Are We About to See a Global Gold Selling Spree? … Heavily indebted euro zone nations such as Italy and Portugal could come under pressure to put their bullion reserves to work as a result of plans for Cyprus to sell gold to meet its financing needs. A European Commission assessment of what Cyprus needs to do as part of its European Union/International Monetary Fund bailout showed Cyprus is expected to sell in excess gold reserves to raise around 400 million euros ($523 million). Other struggling euro area countries may be pushed to take note. Between them, for example, Portugal, Ireland, Italy, Greece and Spain, hold more than 3,230 metric tons (3561 tons) of gold between them, worth nearly 125 billion euros at today's prices. − Reuters
Dominant Social Theme: Gold is not a good investment.
Free-Market Analysis: Globalists hate gold. Those who want to expand internationalism find it much more convenient to do so via fiat money than in any other way.
Central bank fiat-money expansions drive internationalism in much the same way as global trade agreements. These are the twin engines of worldwide commerce and as they are both government operated, they generate a planned and controllable internationalism that does not equitably distribute prosperity but actively retards it.
A free-market gold and silver standard would be an immeasurable improvement over the current state of affairs, but what we are more likely to get – if the fiat standard continues to degrade – is a state-controlled standard. It will be a measurable improvement but one that contains the seeds of its own destruction. The previous gold standard imploded as well.
In the meantime, the powers-that-be will continue to try to control the price of gold and minimize its rise. Every time that precious metals gain more power and value against fiat currencies, those latter currencies become less useful to maintain the current system. Here's more from the article:
The lion's share of that – 2,451.8 metric tons – belongs to Italy. But Portugal and Spain also hold hundreds of metric tons and gold is currently trading around $1,558.95 per ounce in spot terms, or 1,189 euros.
The metal makes up more than 90 percent of Portugal's foreign exchange holdings, and 72.2 percent of Italy's. India, by contrast, holds less than 10 percent of its reserves in gold.

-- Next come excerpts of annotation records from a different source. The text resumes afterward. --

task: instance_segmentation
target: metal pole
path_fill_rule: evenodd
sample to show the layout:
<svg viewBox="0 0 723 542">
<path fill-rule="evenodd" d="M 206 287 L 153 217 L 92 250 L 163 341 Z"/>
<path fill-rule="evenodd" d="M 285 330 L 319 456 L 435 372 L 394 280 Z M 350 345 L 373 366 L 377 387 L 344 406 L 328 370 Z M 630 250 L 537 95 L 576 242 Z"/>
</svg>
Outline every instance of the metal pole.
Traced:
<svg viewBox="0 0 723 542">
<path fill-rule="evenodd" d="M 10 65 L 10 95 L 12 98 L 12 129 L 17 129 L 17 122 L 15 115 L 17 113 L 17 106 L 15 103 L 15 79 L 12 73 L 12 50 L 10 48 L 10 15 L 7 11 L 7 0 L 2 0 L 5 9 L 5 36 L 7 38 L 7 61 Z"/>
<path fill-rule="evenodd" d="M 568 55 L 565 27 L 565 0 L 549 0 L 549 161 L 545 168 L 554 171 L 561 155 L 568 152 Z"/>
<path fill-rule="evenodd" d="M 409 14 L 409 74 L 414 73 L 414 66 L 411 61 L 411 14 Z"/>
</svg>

Gold sales on their own would be far from a magic bullet to solve euro zone financing problems: Italy's entire gold reserves, for example, are worth less than 95 billion euros, against outstanding debt of around 1.685 trillion euros.
But the Cyprus situation shows that even a relatively small gold sale may help address severe debt problems. Cyprus' gold sale would allow it to easily come up with around 3 percent of what it must contribute to the bailout.
It is something that has the market somewhat concerned given that a big sale would push down the price. Central bank gold buying was one of the few areas of demand to increase last year at a time jewelry, coin and gold-bar buying was on the wane.
Indeed, spot gold posted its biggest one-day drop in nearly two months on Wednesday after news of the planned sale broke.
"Cyprus may be a one-off, (but) the market's concern will be that it isn't, and that other countries will be invited to sell their gold," one senior gold trader said.
"It's a potential game-changer for the market," he added. "Given we know that Portugal rejected the most recent austerity plan, and they have over 90 percent of the country's foreign exchange reserves in gold, does this mean that Portugal perhaps will be asked to sell some of its gold?" …
The World Gold Council says methods other than selling may offer better returns for gold holders.
"It is important that Cyprus explores all the options available to it and outright sales are not the only one," a spokesman for the WGC said. "We believe that the most effective way for countries to benefit from holding gold is to leverage its gold as collateral for sovereign issuance."
This point made by the World Gold Council is an interesting one, for it shows there are many ways that countries and their central banks can gain from their gold holdings.
And yet, according to this article, troubled countries may not be given the option to explore alternative methods of leveraging gold but will simply be pressured to sell.
Surely, this may be one more way of containing the price-expansion of gold and silver against fiat – or for purists, containing the deflation of fiat value against gold.
What is important to keep in mind as headlines fill up with news about the depreciation of gold and the failure of the gold market to maintain its upward momentum is that such headlines are the results of metals manipulation on a macro scale.
Gold and silver are enmeshed in a long-term bull market and the longer the prices are suppressed the more powerful the next breakout may eventually be.